Why should the growing obesity crisis worry us as safety professionals? Does it really have any impact on our employees’ safety behaviours and performance?
The answer is a resounding Yes.
Research is increasingly revealing the impaired cognitive functioning of obese individuals – memory, learning, executive functioning (such as decision making) and response accuracy and speed are all diminished by obesity.
Research by Gunstad, reported in October’s Surgery for Obesity and Related used a form of magnetic resonance imaging, or MRI, to probe the wiring that connects nerve cells to move information throughout the brain. The bundled fibres are sheathed in a protective layer of white insulation, giving rise to the tissue’s name: white matter.
In obese individuals — but not normal-weight or overweight people — this sheathing shows signs of damage. “It’s not as though a cable has been cut,” Gunstad says. “It’s just that its integrity is diminished,” jeopardizing the strength or clarity of signals that must traverse these cognitive highways. They also report worse performance in executive function, including tests of psychomotor speed and attention.

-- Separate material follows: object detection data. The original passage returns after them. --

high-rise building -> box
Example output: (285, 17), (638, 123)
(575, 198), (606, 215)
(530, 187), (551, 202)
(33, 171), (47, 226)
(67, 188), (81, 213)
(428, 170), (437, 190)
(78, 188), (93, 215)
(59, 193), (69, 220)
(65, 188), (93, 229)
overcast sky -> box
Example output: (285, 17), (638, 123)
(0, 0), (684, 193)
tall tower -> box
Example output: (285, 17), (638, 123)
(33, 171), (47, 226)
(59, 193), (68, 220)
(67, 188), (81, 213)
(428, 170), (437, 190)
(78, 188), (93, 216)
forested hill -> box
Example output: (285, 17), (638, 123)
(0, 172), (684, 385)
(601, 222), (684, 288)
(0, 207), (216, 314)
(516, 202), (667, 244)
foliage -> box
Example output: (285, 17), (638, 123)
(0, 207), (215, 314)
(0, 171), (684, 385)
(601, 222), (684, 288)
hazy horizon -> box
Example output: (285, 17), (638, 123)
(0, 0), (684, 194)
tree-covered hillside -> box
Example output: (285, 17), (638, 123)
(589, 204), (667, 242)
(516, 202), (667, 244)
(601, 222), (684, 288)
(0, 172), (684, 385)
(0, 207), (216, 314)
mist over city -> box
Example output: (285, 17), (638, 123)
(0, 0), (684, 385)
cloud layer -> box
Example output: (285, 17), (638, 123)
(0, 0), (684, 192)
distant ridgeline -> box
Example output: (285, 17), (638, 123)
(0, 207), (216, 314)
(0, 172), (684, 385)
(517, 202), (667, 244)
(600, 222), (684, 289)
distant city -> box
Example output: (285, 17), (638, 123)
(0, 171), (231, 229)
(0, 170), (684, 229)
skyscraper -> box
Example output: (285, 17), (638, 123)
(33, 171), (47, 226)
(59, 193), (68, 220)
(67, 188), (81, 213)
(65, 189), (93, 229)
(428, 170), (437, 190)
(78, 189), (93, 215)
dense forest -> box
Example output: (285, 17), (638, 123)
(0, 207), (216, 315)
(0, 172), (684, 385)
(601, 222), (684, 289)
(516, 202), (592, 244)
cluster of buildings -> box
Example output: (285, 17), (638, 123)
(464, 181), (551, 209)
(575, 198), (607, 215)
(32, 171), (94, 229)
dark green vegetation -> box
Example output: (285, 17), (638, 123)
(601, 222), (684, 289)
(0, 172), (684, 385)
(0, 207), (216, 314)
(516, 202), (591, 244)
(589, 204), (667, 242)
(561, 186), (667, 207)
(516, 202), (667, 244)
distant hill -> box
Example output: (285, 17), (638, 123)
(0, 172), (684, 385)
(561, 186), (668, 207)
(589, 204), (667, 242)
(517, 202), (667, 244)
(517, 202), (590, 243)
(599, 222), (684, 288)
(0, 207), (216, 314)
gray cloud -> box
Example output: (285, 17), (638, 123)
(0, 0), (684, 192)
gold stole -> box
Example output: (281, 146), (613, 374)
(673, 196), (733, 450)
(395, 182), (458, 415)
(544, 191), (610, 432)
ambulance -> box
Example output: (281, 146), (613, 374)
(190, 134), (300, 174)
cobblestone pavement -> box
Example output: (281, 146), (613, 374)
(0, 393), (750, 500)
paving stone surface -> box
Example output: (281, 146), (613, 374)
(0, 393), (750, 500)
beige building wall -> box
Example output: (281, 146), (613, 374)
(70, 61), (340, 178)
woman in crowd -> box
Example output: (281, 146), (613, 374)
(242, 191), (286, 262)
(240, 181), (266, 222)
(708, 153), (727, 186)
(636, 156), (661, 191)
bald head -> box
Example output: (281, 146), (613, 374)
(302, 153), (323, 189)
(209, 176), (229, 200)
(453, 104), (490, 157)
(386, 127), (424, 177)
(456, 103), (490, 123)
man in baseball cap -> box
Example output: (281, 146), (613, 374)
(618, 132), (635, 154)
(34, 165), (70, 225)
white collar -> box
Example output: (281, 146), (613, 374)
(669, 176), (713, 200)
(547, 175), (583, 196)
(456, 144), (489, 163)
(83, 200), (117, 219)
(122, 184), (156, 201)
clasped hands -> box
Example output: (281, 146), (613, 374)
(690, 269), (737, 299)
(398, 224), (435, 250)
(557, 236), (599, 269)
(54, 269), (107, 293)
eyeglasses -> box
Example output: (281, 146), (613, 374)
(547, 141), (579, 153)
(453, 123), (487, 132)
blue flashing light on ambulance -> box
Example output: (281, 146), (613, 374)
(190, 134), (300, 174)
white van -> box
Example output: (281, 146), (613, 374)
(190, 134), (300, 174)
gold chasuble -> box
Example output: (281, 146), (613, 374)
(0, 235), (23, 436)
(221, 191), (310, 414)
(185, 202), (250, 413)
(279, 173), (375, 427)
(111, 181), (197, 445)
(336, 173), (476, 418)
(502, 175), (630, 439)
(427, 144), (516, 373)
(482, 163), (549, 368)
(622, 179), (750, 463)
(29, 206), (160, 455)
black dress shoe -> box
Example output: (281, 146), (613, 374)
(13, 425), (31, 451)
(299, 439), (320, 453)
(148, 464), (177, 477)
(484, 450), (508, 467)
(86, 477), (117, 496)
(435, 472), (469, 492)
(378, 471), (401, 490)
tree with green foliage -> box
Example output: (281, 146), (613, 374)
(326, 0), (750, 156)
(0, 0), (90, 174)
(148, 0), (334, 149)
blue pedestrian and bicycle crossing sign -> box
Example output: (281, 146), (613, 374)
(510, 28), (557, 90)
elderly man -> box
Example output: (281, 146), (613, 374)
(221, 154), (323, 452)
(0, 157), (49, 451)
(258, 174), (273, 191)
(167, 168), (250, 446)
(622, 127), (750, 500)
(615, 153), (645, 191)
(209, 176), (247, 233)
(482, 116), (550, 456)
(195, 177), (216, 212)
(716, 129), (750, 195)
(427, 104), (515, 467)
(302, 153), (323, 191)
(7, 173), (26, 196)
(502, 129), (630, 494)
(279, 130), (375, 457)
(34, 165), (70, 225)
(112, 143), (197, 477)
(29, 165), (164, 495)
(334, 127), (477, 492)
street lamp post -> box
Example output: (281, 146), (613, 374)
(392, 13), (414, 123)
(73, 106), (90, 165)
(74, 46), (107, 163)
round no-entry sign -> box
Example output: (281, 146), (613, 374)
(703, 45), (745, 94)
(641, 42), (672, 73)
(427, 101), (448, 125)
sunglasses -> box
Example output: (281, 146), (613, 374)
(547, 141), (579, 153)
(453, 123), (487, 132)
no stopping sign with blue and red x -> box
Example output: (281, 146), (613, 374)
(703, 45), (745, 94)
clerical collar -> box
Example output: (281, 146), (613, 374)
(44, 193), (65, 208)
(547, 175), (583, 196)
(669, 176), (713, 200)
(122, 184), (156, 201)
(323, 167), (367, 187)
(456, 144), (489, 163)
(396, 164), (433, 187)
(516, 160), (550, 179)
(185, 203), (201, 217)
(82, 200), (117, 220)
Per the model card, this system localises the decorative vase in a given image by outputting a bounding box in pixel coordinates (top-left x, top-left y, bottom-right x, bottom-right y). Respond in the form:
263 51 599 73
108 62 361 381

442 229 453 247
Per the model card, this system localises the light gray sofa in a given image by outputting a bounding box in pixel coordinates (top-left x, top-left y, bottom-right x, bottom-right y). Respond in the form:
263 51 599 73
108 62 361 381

According to an NHS survey published in 2012, just over a quarter of all adults (26%) in England are obese. And this inevitably means that a significant number of individuals working in safety critical industries such as the rail industry are obese – with clear implications for safety performance. This must make employee obesity – preferably as part of a holistic employee wellbeing programme – a key priority for our safety critical industries.
Our Driver Support Programme places a heavy emphasis on the role of lifestyle factors have in influencing Non-Technical Skill performance – and diet and weight management form a key part of this. Take a look at the full programme details here.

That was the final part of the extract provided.